L’enfance dans une valise
11 janvier 2011
Dans l’excellent premier tome de Vogue la valise, Siris explore avec originalité l’univers des services sociaux qu’il a lui-même connu dans sa jeunesse.

Récit très personnel puisque en grande partie autobiographique, Vogue la valise met en scène la famille de Renzo Sioris, un alcoolique dont les déboires influencent malheureusement beaucoup la vie de ses proches. Prenant pied dans un univers réel bien que romancé, l’album Vogue la valise explore la déchéance et l’éclatement d’une famille dont les cinq enfants sont confiés aux services sociaux et se retrouvent dans des familles d’accueil parfois peu accueillantes.

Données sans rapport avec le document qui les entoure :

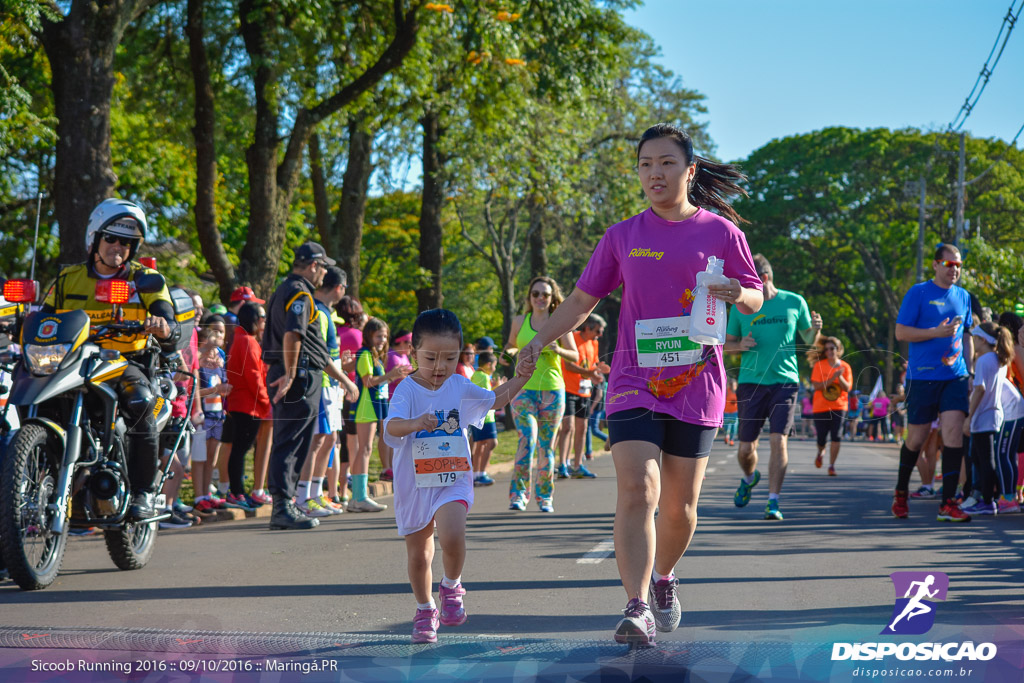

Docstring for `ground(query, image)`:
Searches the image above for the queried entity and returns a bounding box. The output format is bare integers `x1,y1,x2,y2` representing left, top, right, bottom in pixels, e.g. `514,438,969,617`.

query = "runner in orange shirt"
808,337,853,476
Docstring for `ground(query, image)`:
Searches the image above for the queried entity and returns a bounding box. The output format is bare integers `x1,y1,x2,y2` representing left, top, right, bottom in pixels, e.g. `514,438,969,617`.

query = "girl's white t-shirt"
384,375,495,536
971,351,1024,432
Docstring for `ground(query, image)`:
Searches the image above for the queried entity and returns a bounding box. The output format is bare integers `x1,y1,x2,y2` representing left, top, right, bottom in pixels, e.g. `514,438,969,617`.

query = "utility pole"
914,176,927,283
953,131,966,248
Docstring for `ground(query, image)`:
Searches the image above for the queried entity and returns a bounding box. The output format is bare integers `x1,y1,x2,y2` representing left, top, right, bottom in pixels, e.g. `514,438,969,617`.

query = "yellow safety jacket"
45,261,174,353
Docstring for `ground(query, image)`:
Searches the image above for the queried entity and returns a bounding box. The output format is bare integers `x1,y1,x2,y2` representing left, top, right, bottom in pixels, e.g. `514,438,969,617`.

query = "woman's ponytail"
637,123,750,225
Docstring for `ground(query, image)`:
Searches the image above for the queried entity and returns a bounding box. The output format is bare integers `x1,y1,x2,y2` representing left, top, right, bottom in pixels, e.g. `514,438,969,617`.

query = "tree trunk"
185,0,237,301
416,112,444,312
239,0,285,298
239,0,420,295
529,194,548,278
40,0,152,263
332,115,374,299
309,133,338,254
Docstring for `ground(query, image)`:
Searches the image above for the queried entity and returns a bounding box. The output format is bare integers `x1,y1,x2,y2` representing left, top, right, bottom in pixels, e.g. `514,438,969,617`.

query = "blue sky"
626,0,1024,161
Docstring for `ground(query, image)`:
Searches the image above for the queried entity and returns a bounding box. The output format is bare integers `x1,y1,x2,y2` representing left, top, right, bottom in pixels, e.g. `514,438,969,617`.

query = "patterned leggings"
509,389,565,501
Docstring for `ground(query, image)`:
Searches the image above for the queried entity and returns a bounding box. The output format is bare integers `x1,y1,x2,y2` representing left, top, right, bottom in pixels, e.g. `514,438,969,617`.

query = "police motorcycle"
0,272,196,591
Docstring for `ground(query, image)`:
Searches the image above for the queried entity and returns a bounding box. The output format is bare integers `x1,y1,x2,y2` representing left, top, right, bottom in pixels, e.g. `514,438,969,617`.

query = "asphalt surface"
0,439,1024,680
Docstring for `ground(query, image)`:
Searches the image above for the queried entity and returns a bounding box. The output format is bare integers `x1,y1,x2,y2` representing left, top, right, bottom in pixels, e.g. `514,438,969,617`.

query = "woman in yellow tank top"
505,276,580,512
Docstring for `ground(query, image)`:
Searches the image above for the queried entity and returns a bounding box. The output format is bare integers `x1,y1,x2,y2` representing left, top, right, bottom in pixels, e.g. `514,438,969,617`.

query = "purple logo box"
881,571,949,636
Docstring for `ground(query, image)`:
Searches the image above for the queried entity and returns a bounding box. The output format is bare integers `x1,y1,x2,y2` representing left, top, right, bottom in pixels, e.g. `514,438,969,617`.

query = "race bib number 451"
635,315,701,368
413,433,471,488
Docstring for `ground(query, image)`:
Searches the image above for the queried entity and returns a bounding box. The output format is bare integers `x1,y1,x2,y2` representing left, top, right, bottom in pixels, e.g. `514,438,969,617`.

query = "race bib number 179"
635,315,701,368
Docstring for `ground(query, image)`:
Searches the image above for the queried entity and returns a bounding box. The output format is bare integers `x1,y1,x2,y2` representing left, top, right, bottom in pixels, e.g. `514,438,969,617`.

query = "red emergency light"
3,280,39,303
96,280,131,304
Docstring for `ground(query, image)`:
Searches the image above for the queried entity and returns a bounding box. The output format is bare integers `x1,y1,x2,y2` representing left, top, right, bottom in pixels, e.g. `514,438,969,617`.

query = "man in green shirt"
724,254,821,519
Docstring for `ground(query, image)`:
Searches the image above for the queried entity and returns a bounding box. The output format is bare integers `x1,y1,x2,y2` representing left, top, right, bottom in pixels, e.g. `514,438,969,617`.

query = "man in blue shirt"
892,245,974,522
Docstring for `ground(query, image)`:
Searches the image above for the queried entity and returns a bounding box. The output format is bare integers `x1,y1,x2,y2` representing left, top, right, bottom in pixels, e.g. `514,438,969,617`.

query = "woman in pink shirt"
519,124,763,644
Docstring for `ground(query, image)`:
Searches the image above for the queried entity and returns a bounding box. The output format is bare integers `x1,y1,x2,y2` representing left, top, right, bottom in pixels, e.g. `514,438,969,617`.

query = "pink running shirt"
577,209,761,427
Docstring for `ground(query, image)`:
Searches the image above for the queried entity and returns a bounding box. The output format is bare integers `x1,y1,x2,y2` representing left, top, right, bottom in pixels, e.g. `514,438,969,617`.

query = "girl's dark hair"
362,317,388,360
236,301,260,336
200,313,224,327
978,323,1014,368
413,308,462,349
637,123,750,225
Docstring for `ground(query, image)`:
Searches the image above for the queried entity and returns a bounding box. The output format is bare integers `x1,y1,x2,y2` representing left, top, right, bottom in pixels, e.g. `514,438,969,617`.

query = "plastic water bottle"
689,256,729,345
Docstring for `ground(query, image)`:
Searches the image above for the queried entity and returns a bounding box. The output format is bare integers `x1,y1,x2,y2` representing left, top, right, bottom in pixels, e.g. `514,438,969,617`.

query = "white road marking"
577,539,615,564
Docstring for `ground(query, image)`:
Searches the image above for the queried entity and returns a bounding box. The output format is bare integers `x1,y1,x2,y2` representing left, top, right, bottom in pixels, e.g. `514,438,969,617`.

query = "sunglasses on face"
103,232,135,247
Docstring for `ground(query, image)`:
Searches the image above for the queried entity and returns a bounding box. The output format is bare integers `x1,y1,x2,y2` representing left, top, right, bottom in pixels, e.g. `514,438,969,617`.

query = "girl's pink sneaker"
413,609,437,643
440,583,467,626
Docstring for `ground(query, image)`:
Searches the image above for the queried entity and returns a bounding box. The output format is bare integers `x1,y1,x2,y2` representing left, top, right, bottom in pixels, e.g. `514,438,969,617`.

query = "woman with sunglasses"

Gracieuseté des éditions La Pastèque
L’album suit d’abord le personnage de Renzo, son accident de bateau et sa rencontre, dans une usine d’armement en 1940, avec Luce, sa future femme. La vie des jeunes amants est rapidement bouleversée par l’alcoolisme de Renzo qui l’empêche de trouver un travail et de prendre en charge ses enfants, un à un confiés aux services sociaux. L’histoire se clôt sur les errances de foyer en foyer du petit dernier, La Poule. Ce personnage, s’il est le seul à ne pas avoir une apparence humaine, comme l’indique son prénom si particulier, est pourtant profondément humanisé et participe pleinement à la réussite touchante de ce sombre récit.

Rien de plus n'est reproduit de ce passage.